[Date Prev] [Date Next] [Thread Prev] [Thread Next] Indexes: Main | Date | Thread | Author

Deep contexts WAS: Re: [ba-ohs-talk] Re: A modest proposal


Hi Murray,    (01)

OK, let me try and explain the idea of deep contexts some more first,
then I hope to be able to present the argument as to why
the division of the example topic you've provided into 4 topics is not
really making any great change for the user, although it
does make a big change behind the scenes for processing and system
significance.    (02)

{Warning: Very long post riding roughshod over sensitive terrain in
places.}    (03)

Deep contexts:
In XTM 1.0 and ISO13250 there was a 'catch' with scoping topics.
Imagine you have TM1 that contains a topic T1, 'Cecil the cat', in scope
S1, 'house 51', and a TM2 that contains a topic, C2, 'Cecil the cat' in
scope, S2, 'house 51'.
TM1 and TM2 are separate documents ostensibly about different subjects.
I load TM1 into my TM processor. I surf it's contents and via one of its
occurrences I am accidentally led to click on a link that imports TM2
into the processor.
T1 and T2 appear to be about the same thing, and they appear to be in
the same scope. So let's try merging them.
Topic maps say that the same baseName in the same scope indicates a
topic that should be merged.
So it looks like T1 and T2 should be merged. But how do we determine
whether S1 and S2 are in fact the same scope.
Well, they appear to have the same baseName in the same scope, so maybe
they should be merged too.
What are the scopes of S1 and S2's baseNames though? Well, they appear
to have the same baseName in the same scope so maybe they
should be merged too? And so on.
Is there an end to the regress?
There are three methods which can be combined.
1-  Restrict the application TM set so that you know that there is an
upper bound in advance.
2-  Don't look too closely at the scoped properties of scoping topics
(or put otherwise, things aren't so bad if every topic has a baseName in
the unconstrained scope or has a Subject that is a PSI - which is the
same thing). We are "strongly encouraged to use common Published Subject
Indicators" in TMPM4.
On the subject of PSIs TMPM4 says, "Such organizations [that serve
communities of interest] should commit themselves to preserving the
longterm validity of the published addresses of such identity points, in
order to protect the value and mergeability of the topic maps that use
them."
3-  Ignore the Name merger rule and only go for merger when a topic
Subject is the same resource address in both cases.
Although cf. section 7 of TMPM4 at www.topicmaps.net
"The Subject-based Merging Rule requires conforming topic map processing
systems to merge t-nodes that are known to such systems to have the same
subject, *on the basis of whatever information is available to them*. In
addition, the Subject-based Merging Rule requires conforming topic map
processing systems to conclude, on the basis of *certain conditions*,
that two t-nodes have the same subject, and that they therefore must be
merged into a single t-node." [my added emphasis]
What are the conditions TMPM4 proposes? To quote at length:    (04)

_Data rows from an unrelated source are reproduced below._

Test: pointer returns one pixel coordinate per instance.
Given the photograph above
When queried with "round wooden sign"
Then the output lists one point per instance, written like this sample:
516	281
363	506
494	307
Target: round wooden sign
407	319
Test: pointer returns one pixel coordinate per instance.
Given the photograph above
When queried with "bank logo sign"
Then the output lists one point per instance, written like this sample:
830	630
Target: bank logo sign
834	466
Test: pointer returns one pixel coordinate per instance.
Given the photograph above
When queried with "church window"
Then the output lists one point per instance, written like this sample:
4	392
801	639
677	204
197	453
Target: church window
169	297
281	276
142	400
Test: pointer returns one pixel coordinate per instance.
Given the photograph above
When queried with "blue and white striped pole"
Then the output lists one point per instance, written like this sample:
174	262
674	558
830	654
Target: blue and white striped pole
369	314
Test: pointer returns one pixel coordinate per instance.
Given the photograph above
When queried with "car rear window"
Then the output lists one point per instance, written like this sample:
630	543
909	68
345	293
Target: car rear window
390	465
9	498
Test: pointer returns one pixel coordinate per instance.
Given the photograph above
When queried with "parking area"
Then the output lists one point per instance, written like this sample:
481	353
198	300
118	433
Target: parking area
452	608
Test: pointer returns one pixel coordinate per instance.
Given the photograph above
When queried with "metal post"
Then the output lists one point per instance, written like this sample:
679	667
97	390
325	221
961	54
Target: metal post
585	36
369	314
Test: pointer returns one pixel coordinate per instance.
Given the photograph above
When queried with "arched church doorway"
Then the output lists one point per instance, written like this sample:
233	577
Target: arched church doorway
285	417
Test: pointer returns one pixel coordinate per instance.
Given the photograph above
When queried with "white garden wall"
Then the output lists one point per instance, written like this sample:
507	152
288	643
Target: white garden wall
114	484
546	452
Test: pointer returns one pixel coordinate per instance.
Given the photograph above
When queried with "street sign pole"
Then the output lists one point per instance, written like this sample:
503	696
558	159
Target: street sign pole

"Whenever two t-nodes both have identity points that are subject
constituting resources, they must be merged if and only if the two
subject constituting resources are known to the processing system to be
one and the same resource, regardless of how that resource may have been
differently addressed. In other words, merging is required if and only
if the two addresses are known to the processing system to be
equivalent.    (05)

"All t-nodes have at least one subject indicator resource. (If nothing
else, a t-node must at least have the syntactic construct that demanded
its existence as one of its subject indicators.) Two t-nodes that do not
have subject constituting resources shall be merged if and only if:    (06)

either:    (07)

"one of the two t-nodes has at least one subject indicator resource that
is known to the processing system to be the same resource that serves as
one of the subject indicators of the other t-node,
[PPJ: and it seems to me that if the resource is within a topic map the
TM1 vs. TM2 regress continues here.]    (08)

or:    (09)

"the two subject indicator resources indicating the subject are known
(on account of machine intelligence or human intervention) to the
processing system to describe the same subject.
[PPJ: which some might say might be passing the buck a tad too much or
encouraging an approach that has great risks for the integrity of the
information. But perhaps that would be asking too much of XTM 1.0 here.]    (010)

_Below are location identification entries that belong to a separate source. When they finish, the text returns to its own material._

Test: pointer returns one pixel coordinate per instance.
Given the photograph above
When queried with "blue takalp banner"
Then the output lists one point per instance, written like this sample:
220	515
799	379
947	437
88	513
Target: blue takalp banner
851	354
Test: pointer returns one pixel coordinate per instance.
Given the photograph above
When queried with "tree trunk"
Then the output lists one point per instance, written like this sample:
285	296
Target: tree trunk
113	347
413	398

"For purposes of the Subject-based Merging Rule, it is irrelevant
whether two subject indicator resources, or two subject constituting
resources, contain the same data or are the same string. A simple string
comparison of the two subject indicator resources is not, in the general
case, a reliable indication of whether or not the same subject is being
described. For example, different products in different sales catalogs
may coincidentally have the same catalog number, and a comparison of the
two catalog numbers does not indicate that they are the same product.
Therefore, the Subject-based Merging Rule is not based on comparing the
data content of the resources that serve as identity points. Merging
must occur if and only if:    (011)

"either both subject identity points are subject indicators, or both
subject identity points are subject constituters (i.e., they can't be
mixed), and    (012)

"they are one and the same resource, meaning that they exist in exact
same addressable context, even though there may be multiple different
equivalent addressing expressions that can arrive at that same resource
in that same addressable context."
[PPJ: But note that this approach does not cure issues with polysemy
where two topics with the same resource indicator and baseName
nonetheless have different types. And up the scoping regress we go
again.]    (013)

All of these three approaches have, imho, arise from a not altogether
satisfactory limiting of the contextual information in terms of the
depth of investigation you can make into the properties of a scoping
topic.
If in XTM 1.0 you could investigate the properties of such topics,
instead of getting answers as you investigate more deeply into the
scoping hierarchy you would get more questions - a negative regress.
(Hold that thought for a moment.)    (014)

Now, my objections (but see comment below these):
Objection to 1: is that it prevents the TM system being opened out into
the web as an open collaborative enterprise.
Objection to 2: it's buck passing on to another less than satisfactory
system, because, let's face, agreeing on the words to use for something
is a perennial human problem.
Objection to 3: it's buck passing with less accuracy than in 2. You
can't really nail _that much_ from an address on the web.    (015)

If all I were speaking of were ISO13250 then I would admit that I am
being far too harsh. The aims of ISO13250 were to index structured
collections, and merge indexes. Indexing is not knowledge representation
in the strict sense of both terms.
So ISO 13250 arguably does what it is supposed to.
However, it appeared to me that in XTM 1.0 meetings that for some the
agenda went further, and that attempts were made to extend the game to
KR.
And then things became very strained and confusing and messy.    (016)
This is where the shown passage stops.